Während Puce Mary den Geräuschen frönten, hüpfte N.M.O. vor leerer Bühne mitten im Publikum zu schepperndem Schlagzeug auf und ab. Langsamer als bei Sleep geht Metal wohl kaum. Aber wenigstens den Körper bei gemächlicherem Tempo ein wenig ruhen lassen zu können und nur mit dem Kopf zu wippen, tat durchaus Not. Den Ohren wurde dies nicht gegönnt, sie kriegten die volle Ladung Gitarrensound ab. Lord Kesseli And The Drums schloss sich den schweren Gitarren in der Kantine in seiner unvergleichlichen Weise direkt an, aber das weihrauchverhangene Zelt strapazierte den Geruchssinn zu so später Stunde dann doch arg.

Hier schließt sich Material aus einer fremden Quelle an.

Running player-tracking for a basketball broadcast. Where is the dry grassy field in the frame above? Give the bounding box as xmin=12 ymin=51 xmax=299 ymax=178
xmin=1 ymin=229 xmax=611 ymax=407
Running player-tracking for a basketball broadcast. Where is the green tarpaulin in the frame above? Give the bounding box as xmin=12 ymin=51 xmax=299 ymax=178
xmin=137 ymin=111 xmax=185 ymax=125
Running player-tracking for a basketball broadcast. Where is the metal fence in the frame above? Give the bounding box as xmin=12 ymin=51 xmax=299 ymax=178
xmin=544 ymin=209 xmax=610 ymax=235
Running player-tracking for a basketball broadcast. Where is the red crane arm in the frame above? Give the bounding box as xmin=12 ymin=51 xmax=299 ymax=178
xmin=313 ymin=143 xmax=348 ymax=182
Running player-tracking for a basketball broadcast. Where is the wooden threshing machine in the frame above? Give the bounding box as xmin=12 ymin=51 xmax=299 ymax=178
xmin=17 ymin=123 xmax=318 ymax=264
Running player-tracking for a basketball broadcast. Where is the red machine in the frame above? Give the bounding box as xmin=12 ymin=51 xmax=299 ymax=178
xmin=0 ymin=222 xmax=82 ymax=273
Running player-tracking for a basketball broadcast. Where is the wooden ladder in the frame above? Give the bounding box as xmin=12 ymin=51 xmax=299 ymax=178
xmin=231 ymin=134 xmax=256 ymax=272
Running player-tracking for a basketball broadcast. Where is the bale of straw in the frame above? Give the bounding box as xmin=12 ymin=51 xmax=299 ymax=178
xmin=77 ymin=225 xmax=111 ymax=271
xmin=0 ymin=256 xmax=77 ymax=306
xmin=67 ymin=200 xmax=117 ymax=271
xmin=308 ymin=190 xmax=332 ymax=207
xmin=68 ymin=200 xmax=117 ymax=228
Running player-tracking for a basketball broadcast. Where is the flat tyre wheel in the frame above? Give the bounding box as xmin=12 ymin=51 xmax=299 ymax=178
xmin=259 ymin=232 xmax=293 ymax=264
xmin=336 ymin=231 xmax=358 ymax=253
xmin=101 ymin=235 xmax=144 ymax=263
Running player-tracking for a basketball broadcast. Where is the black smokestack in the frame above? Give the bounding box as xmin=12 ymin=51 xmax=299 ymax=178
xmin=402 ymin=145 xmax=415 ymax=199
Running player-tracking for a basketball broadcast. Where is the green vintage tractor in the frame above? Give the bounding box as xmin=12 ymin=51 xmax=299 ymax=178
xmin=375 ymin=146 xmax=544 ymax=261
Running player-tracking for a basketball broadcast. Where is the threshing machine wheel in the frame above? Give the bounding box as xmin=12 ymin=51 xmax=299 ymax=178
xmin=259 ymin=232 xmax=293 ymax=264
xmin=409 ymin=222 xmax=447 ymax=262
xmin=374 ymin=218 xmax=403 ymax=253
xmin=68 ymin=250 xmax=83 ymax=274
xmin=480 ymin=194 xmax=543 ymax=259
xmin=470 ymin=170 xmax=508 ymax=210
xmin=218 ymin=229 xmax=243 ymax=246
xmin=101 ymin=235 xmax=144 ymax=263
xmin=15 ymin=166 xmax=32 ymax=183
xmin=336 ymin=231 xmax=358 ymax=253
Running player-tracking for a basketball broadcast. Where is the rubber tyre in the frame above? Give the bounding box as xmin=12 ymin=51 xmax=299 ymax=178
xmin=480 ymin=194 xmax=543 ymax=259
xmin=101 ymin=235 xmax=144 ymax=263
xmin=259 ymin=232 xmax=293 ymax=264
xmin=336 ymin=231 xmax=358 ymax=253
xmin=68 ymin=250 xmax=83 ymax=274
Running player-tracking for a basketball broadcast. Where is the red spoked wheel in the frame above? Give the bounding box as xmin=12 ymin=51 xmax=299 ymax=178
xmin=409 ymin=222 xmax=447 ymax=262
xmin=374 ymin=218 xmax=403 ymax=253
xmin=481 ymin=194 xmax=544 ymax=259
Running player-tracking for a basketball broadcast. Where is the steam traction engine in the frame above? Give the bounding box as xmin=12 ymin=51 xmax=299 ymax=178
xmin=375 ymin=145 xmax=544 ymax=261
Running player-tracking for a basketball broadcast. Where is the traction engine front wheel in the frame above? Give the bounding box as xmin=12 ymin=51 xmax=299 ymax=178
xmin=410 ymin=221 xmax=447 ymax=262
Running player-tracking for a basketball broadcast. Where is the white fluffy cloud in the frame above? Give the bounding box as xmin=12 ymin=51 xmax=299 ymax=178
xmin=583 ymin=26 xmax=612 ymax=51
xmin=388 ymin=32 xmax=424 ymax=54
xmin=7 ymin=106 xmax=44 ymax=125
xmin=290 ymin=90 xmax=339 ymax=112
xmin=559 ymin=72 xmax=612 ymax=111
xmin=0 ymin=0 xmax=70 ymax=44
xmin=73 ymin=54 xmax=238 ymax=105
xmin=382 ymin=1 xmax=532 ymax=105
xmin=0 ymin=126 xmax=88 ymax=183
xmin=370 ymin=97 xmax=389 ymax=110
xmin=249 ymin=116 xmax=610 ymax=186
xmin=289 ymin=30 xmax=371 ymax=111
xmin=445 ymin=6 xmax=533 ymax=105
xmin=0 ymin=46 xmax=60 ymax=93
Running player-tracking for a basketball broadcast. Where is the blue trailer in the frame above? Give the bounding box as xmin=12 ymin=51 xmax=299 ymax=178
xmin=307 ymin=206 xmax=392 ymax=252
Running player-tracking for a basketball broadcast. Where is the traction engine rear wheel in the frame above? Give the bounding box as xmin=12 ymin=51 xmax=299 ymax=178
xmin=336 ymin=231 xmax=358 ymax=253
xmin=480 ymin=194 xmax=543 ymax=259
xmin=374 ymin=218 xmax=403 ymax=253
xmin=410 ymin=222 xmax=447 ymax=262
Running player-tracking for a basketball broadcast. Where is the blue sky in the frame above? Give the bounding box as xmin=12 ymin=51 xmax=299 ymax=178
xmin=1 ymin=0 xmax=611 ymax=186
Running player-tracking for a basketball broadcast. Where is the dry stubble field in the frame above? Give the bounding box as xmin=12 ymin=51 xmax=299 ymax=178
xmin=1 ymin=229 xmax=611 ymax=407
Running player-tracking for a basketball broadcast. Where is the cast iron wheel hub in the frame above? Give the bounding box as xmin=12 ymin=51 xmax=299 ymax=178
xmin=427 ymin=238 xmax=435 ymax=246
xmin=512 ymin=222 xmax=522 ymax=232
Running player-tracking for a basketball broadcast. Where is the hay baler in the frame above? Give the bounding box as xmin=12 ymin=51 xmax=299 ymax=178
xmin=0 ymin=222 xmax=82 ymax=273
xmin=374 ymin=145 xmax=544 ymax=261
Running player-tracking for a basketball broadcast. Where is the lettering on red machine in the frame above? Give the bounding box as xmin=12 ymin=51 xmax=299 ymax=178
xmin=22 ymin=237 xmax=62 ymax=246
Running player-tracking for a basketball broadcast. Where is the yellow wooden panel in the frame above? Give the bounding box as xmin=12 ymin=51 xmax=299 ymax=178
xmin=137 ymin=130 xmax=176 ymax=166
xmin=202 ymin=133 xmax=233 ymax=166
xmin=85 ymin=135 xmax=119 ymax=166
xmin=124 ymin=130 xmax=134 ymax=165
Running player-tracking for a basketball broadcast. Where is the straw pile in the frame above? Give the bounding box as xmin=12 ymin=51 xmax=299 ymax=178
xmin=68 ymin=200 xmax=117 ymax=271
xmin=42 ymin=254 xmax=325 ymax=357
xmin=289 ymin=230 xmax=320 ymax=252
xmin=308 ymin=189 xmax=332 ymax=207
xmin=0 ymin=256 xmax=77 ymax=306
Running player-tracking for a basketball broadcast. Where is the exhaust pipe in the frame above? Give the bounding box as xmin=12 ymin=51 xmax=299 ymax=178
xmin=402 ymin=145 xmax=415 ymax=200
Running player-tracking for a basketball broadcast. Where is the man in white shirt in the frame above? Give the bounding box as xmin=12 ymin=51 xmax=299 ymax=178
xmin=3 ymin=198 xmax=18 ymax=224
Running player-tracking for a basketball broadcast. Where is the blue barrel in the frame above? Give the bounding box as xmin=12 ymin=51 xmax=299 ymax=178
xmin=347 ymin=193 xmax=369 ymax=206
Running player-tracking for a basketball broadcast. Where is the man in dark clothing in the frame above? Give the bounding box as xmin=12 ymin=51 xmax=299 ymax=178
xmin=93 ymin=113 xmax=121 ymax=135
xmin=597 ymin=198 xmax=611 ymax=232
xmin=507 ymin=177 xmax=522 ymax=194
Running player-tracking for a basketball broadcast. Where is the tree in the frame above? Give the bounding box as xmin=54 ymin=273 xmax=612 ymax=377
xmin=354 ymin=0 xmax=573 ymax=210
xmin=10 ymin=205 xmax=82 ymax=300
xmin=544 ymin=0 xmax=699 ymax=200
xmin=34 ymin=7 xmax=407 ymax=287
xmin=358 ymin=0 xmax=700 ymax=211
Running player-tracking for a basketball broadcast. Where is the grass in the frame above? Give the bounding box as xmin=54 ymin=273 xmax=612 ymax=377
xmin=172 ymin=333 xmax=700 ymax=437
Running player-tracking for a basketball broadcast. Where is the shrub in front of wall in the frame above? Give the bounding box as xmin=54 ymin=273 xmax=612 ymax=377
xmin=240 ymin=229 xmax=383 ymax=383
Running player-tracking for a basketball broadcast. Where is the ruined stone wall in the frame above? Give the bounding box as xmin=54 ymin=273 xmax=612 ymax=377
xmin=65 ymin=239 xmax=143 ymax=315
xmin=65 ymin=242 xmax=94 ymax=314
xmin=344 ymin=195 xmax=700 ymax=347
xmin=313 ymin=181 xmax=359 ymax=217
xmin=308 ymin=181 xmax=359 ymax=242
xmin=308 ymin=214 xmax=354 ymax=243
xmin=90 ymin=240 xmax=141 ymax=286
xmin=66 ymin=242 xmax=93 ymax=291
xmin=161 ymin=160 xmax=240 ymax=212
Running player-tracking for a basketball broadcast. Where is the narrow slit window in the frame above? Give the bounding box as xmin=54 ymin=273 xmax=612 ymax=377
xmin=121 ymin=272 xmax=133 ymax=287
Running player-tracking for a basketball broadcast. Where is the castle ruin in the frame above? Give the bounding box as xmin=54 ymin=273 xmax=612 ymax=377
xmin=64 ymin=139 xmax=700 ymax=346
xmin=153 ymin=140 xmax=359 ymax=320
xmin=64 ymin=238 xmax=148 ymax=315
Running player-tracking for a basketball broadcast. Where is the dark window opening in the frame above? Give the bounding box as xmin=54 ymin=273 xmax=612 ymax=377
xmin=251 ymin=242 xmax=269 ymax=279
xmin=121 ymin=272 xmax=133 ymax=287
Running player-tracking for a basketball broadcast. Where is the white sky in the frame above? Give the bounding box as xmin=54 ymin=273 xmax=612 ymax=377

Genau zur richtigen Zeit am richtigen Ort war Jacques. Fadengerade Attacke mit elektronischer Musik, die aus Gitarre, Absperrgittern und allerlei Gegenständen live entstand. Besser geht Tanzen bis zur Ekstase nicht, entsprechend wurde Jacques vom Kilbivolk nur mit grossem Protest von der Bühne gelassen. Ein grossartiges Bild, das sich bot und sich eigentlich gar nicht beschreiben lässt. Und wer seine Energie zu diesem Zeitpunkt noch nicht verpulvert hatte, dem bot Lena Willikens bis zum Sonnenaufgang noch genügend Gelegenheit, dies zu fadengeradem, hartem Industrial zu tun. All night long.
Erholt nach einer Dusche, einem erfrischenden Bad im Schiffenensee oder einfach nach einer Mütze voll Schlaf startete Tag zwei. Und wie: Kokoko! Was für ein Spektakel für Auge und Ohr. Selbstgebaute Instrumente, eine Schreibmaschine auf der Bühne, die einen Beat vorgibt. Einfache Elektronik, kreischende Mikrofone und afrikanische Chorgesänge. Gefolgt von einer grossartigen Gitarrenband, die ziemlich englisch klang und die grosse Bühne so richtig rockte: Ultimate Painting! Mehr davon.
Xylouris malträtierte die Laute wie kein zweiter und White streichelte virtuos sein Schlagzeug. Wie gerne hätte ich die Mandolin Sisters gesehen und ihren Klängen gelauscht, aber das Haus war einfach zu klein für die drängende Meute.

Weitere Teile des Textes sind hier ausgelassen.